Growing up as a purple-haired punk rocker in the 1990s, I was aware of the divisions between the Catholics and Protestants, (the winding down of) the Troubles, Bobby Sands, the IRA, the Sinn Féin, the Good Friday Agreement, and all that, but had no idea, beyond what I read in some Punk and Anarchist zines, what things were like in Ireland. To be honest, I still don’t, but John Irvine‘s Partition opens a window to part of the landscape and social organization by presenting contemporary (2017/18) landscape views of the 20 miles of partition walls that divide Belfast to this day.

https://youtu.be/FmS5UxQKbBs

These walls seem ridiculous.

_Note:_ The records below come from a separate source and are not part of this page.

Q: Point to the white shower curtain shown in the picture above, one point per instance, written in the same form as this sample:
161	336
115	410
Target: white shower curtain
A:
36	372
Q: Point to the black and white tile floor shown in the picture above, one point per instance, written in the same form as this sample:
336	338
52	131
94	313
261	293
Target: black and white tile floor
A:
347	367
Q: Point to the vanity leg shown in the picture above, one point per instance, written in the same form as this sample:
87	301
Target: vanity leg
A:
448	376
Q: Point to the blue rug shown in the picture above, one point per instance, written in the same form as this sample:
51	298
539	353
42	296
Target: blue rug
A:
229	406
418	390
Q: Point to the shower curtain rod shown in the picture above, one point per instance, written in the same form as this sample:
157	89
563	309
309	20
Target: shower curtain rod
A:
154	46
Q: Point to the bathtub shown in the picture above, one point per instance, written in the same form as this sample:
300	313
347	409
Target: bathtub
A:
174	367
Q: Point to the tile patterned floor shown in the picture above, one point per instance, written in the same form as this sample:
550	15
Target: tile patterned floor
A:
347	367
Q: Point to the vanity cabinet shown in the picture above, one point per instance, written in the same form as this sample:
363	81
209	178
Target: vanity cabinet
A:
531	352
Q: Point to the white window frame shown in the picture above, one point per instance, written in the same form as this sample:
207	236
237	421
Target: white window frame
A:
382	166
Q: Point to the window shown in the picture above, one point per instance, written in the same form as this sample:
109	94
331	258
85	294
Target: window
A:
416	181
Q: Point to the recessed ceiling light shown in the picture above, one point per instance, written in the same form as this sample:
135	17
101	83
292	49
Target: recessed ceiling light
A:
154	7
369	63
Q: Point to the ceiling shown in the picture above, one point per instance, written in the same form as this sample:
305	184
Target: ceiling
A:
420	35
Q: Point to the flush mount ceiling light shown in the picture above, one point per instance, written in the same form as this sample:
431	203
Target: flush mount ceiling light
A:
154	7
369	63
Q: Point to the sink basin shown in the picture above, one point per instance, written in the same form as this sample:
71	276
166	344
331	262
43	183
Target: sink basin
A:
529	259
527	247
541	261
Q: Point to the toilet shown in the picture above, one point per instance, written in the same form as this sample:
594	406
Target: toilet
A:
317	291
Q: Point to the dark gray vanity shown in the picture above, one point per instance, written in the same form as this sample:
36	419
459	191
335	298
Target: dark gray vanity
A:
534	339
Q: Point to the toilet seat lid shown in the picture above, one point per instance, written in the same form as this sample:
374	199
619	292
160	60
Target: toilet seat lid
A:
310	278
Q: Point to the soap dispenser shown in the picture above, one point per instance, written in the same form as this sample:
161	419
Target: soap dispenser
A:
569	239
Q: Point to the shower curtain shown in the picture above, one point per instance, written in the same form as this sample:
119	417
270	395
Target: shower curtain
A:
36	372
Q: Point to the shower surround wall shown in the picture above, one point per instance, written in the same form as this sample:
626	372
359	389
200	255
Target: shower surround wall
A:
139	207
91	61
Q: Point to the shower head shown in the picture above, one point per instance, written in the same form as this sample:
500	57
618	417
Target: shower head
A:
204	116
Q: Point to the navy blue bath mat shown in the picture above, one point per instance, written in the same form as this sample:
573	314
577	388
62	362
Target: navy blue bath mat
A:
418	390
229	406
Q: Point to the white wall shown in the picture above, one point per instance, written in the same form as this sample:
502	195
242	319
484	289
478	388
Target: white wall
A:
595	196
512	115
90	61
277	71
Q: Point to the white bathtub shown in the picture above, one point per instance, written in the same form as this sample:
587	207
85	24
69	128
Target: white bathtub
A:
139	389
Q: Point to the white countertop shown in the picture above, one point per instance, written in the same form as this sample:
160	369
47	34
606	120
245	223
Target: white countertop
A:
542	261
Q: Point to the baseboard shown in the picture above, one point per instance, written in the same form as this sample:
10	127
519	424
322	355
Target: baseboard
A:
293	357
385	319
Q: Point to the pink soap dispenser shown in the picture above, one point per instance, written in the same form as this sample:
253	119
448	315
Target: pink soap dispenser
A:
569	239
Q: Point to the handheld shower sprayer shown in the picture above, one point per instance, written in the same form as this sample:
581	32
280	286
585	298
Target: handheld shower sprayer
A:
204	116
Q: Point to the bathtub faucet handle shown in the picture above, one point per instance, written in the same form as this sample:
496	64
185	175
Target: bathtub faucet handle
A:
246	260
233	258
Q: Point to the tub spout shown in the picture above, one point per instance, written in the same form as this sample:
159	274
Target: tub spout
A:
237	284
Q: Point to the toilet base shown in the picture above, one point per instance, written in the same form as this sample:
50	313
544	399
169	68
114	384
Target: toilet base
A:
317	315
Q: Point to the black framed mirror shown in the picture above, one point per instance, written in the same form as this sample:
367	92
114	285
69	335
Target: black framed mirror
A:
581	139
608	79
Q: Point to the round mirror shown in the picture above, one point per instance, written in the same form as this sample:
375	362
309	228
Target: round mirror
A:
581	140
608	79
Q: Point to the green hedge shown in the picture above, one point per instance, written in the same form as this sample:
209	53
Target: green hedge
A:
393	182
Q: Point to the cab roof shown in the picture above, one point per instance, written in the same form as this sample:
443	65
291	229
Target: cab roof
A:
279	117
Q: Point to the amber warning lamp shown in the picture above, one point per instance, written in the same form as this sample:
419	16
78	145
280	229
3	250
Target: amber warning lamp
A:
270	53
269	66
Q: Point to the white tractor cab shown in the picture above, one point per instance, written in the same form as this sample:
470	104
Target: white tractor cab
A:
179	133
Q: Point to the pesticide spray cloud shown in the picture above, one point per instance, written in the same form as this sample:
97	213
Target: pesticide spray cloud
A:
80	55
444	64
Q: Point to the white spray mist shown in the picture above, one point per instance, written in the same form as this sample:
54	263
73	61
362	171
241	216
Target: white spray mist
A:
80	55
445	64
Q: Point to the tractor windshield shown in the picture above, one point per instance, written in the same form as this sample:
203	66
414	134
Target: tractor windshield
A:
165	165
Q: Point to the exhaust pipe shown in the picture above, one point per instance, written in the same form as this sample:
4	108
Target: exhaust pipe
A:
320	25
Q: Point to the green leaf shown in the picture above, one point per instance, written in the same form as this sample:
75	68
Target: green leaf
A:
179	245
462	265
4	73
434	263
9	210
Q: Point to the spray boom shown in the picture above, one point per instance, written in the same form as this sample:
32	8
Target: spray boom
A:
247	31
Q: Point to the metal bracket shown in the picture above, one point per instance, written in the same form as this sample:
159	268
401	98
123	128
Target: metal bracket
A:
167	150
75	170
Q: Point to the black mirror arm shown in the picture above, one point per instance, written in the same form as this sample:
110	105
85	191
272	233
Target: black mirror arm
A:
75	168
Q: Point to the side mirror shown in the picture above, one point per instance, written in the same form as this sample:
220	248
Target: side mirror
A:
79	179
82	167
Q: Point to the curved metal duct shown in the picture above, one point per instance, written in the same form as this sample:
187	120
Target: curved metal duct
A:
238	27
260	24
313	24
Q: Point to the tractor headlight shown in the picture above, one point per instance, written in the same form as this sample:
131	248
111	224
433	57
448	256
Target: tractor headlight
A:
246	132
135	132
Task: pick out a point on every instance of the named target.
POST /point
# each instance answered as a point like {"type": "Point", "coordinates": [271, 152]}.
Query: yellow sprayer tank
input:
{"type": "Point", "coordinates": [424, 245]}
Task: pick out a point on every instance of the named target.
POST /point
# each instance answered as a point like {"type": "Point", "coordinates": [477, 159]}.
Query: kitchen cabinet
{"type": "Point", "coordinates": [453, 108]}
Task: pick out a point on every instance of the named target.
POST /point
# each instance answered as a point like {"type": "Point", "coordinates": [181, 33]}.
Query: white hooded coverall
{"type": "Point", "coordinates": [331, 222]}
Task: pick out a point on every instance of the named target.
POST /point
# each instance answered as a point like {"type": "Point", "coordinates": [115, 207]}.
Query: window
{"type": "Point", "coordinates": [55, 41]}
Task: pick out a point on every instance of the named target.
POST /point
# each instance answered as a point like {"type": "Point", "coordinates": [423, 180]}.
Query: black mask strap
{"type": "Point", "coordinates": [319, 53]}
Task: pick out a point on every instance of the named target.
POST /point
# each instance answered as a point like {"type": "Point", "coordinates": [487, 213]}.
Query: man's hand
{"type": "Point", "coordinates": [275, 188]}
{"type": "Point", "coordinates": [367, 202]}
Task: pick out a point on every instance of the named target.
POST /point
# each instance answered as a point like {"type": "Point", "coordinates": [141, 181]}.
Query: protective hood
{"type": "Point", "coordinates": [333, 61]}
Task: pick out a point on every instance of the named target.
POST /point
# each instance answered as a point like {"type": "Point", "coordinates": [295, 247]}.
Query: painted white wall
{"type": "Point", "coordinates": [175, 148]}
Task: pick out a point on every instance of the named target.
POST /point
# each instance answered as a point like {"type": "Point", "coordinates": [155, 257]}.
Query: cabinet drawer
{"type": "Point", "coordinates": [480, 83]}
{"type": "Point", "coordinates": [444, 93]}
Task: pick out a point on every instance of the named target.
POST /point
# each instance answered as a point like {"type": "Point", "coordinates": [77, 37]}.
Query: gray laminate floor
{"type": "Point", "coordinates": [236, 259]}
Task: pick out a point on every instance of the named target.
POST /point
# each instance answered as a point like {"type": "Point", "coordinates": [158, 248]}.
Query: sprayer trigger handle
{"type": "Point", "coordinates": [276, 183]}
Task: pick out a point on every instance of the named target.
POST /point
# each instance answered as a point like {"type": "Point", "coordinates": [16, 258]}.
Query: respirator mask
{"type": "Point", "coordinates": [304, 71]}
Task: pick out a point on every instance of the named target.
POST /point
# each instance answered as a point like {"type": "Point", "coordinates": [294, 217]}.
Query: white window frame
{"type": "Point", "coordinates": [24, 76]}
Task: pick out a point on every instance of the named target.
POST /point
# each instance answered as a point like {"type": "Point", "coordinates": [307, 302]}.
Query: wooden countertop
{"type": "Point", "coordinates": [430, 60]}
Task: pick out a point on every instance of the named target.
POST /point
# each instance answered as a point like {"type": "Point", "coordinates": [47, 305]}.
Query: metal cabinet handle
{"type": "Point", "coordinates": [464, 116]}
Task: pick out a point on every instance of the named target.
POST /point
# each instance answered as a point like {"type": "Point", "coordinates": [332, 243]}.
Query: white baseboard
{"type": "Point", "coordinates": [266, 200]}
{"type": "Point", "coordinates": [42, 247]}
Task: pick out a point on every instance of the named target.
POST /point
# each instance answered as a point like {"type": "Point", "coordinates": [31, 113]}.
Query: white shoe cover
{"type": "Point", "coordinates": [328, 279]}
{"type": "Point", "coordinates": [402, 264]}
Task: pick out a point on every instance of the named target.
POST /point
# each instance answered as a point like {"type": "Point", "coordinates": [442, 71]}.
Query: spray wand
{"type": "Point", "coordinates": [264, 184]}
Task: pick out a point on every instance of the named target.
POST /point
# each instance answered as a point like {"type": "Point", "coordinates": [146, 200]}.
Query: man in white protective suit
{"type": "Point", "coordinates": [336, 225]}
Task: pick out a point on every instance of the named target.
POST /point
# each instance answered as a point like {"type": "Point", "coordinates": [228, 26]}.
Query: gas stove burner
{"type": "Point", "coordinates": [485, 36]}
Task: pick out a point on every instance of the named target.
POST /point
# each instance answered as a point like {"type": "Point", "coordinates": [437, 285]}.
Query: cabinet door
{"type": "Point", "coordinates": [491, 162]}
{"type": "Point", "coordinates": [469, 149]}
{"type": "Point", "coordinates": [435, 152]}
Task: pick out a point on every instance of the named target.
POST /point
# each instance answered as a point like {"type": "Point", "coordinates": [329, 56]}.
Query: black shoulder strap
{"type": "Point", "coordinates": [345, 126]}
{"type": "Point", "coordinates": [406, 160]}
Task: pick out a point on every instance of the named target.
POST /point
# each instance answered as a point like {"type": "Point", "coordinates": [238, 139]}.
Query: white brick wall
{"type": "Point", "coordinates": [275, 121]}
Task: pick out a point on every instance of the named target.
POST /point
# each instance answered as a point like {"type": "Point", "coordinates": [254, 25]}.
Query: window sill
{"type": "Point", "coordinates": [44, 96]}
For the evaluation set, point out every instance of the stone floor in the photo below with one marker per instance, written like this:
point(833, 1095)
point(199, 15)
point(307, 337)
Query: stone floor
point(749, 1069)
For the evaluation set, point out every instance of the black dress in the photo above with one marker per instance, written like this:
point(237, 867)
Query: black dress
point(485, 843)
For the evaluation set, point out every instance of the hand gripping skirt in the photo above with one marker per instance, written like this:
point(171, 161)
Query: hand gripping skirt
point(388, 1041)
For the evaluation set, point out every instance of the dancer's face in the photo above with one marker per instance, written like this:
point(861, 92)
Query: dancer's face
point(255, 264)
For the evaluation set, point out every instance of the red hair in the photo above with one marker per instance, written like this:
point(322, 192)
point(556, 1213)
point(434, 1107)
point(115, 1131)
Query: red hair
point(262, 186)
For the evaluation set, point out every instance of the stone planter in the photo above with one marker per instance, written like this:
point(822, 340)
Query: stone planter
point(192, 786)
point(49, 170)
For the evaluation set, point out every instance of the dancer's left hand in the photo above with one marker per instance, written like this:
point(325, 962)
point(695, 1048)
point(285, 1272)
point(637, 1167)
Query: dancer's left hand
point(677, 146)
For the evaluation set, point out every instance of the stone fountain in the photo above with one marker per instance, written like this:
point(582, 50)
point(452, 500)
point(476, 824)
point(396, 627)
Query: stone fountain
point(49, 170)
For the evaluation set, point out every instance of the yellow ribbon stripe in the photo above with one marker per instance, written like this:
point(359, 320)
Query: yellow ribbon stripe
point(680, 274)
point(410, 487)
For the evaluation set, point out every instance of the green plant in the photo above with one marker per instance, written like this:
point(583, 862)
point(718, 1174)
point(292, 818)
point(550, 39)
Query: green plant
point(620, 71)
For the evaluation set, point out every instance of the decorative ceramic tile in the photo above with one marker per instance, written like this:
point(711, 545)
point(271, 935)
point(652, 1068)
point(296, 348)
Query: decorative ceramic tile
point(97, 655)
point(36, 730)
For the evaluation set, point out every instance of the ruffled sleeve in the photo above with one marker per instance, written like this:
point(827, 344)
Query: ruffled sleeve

They cut through homes, schools, and parks, wind along property lines or cut through them completely, block off roads and create choke points. They range from tall chicken and barbed wire, to corrugated sheet metal, to brick and stone, and all sorts of mishmashed, hack something together to keep the __________ out barriers. There’s even an underground wall in a cemetery to separate the remains of Catholics and Protestants. SubhanAllah.

Maybe the current US President could take some inspiration… Let’s see: the Belfast walls cover roughly 20km of a city that’s 6 miles wide at its widest point. The southern US border is nearly 4000 miles, and much of the terrain is rough and wild, so he couldn’t take over homes and co-opt garden walls like the British/Irish did, but still. The Belfast walls are still standing, and have far less political graffiti on them than does the disgraceful Israeli apartheid wall, and residents on both sides of the Belfast walls seem somewhat positive about them, unlike the West Bank variant. (And forget about the Berlin Wall, which fell after only 28 years. As our disgraceful President would say, “Disgraceful!”)

Few people appear in Irvine’s photographs of the barriers, maybe a handful; few automobiles too. It’s almost as if everyone has abandoned the area around the walls. In Irvine’s introduction, he mentions that neighborhoods near the walls are considered blighted, and investors shy away from them, so maybe that’s why so many look abandoned and overgrown. But the wall’s neighbors aren’t Irvine’s subject: he’s interested in the walls themselves.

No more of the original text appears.